A fellow-Raveler (who happens to have a family full of Altheas herself) just asked me how my new Althea cardigan and skirt patterns got their name. Well, their namesake is third from the right in this photo--she's the determined-looking woman in the patterned frock who's looking right at ya:
For those who don't recognize her on sight, that's none other than Althea Warren, who was City Librarian of Los Angeles, CA from 1933-1947, and president of ALA from '43-'44. During her tenure, Warren led the Victory Book Campaign, a nationwide book drive that eventually directed more than 10 million volumes to those serving in the armed forces in WWII. This project was totally in keeping with her philosophy as a librarian, which was distinctly populist. "Not all of a person's reading is or should be in pursuit of information," she wrote, in an article on "The Needs of Readers." As someone who reads at both the high and low ends of the literary spectrum, I'm down with that.
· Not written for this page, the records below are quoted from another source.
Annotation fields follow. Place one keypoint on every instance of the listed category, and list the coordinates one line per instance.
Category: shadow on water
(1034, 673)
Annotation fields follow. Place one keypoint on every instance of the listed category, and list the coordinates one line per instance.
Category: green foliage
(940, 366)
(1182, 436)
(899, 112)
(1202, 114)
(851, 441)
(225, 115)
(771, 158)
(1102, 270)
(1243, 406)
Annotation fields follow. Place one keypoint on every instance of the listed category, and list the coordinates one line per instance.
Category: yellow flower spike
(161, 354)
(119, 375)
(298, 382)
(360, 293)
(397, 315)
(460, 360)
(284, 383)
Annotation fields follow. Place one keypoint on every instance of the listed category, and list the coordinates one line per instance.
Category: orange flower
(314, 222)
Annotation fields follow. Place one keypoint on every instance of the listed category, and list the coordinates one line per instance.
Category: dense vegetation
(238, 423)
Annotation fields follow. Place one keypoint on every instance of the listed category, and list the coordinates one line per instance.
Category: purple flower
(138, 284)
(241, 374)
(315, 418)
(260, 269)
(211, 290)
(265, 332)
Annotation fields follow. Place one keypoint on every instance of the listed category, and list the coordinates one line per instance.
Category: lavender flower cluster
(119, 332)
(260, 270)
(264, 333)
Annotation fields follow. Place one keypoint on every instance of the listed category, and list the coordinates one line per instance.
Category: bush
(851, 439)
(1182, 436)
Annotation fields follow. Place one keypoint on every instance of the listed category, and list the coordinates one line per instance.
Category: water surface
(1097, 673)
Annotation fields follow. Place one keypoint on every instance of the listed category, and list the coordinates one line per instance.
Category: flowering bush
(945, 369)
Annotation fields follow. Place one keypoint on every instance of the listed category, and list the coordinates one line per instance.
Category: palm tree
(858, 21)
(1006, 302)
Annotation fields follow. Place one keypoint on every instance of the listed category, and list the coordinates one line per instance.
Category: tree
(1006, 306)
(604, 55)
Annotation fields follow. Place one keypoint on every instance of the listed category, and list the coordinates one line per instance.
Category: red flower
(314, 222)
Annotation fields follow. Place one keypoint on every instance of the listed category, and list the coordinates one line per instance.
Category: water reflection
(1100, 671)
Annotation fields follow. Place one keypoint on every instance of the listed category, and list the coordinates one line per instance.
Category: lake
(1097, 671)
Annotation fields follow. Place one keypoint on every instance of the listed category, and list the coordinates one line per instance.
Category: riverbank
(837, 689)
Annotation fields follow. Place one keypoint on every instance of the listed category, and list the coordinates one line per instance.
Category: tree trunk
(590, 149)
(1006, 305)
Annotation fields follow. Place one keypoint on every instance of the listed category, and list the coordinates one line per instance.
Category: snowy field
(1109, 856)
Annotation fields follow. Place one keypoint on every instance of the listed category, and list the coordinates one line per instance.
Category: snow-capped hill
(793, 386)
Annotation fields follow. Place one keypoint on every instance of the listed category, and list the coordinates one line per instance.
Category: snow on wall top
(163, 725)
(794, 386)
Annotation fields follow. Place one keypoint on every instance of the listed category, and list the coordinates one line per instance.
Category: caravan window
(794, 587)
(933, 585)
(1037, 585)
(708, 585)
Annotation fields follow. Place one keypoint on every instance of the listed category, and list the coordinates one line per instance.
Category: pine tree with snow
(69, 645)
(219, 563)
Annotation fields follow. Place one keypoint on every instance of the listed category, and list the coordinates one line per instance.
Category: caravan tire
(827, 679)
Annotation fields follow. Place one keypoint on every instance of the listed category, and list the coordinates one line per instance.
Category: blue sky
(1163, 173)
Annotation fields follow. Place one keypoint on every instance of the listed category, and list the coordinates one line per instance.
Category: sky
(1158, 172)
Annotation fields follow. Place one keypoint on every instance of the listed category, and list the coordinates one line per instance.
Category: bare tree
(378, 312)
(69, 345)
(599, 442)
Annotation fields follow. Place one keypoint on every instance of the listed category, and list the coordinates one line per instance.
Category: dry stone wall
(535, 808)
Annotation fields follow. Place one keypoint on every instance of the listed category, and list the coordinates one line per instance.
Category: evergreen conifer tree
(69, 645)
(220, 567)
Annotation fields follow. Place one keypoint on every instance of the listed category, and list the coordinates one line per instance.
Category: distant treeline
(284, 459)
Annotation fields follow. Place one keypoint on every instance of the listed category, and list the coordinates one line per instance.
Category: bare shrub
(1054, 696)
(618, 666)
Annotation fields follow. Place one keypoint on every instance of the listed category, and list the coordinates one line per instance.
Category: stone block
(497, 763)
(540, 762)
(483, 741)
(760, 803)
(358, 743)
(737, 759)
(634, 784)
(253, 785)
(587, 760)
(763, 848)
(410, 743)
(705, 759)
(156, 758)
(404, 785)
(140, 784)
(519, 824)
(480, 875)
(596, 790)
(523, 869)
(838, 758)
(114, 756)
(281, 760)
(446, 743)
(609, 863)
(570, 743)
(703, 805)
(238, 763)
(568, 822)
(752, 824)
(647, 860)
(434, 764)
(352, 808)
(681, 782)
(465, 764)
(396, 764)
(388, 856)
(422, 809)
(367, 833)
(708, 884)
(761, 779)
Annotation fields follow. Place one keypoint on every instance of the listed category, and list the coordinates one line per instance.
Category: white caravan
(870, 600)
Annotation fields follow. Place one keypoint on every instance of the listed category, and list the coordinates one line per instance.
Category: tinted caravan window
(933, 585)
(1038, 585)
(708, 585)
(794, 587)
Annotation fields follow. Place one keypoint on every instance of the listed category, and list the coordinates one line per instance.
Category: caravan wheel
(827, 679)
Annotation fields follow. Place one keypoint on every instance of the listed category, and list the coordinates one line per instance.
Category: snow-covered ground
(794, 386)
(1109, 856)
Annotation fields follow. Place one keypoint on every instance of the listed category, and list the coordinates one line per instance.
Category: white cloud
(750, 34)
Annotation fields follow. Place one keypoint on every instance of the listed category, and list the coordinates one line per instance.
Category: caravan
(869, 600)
Of course, Althea Warren held that opinion at a time when it was still pretty radical--when many library board members still felt that libraries should be places for people to "better themselves" or address "the higher interests of society," and that putting mystery novels and penny dreadfuls on the shelves would attract an unruly class of patrons. This debate about the fundamental public role of libraries, and how that should shape their acquisitions and services, continues to this day--it's a fierce 'un!
To pay tribute to Althea Warren, then, I designed a knitted outfit that's bold in color, but entirely straightforward to knit and quite serviceable to wear. Think of her when you wear it--and while you're at it, you could even donate a book to a soldier in her memory.
(Image courtesy of the Los Angeles Public Library's photo collection.)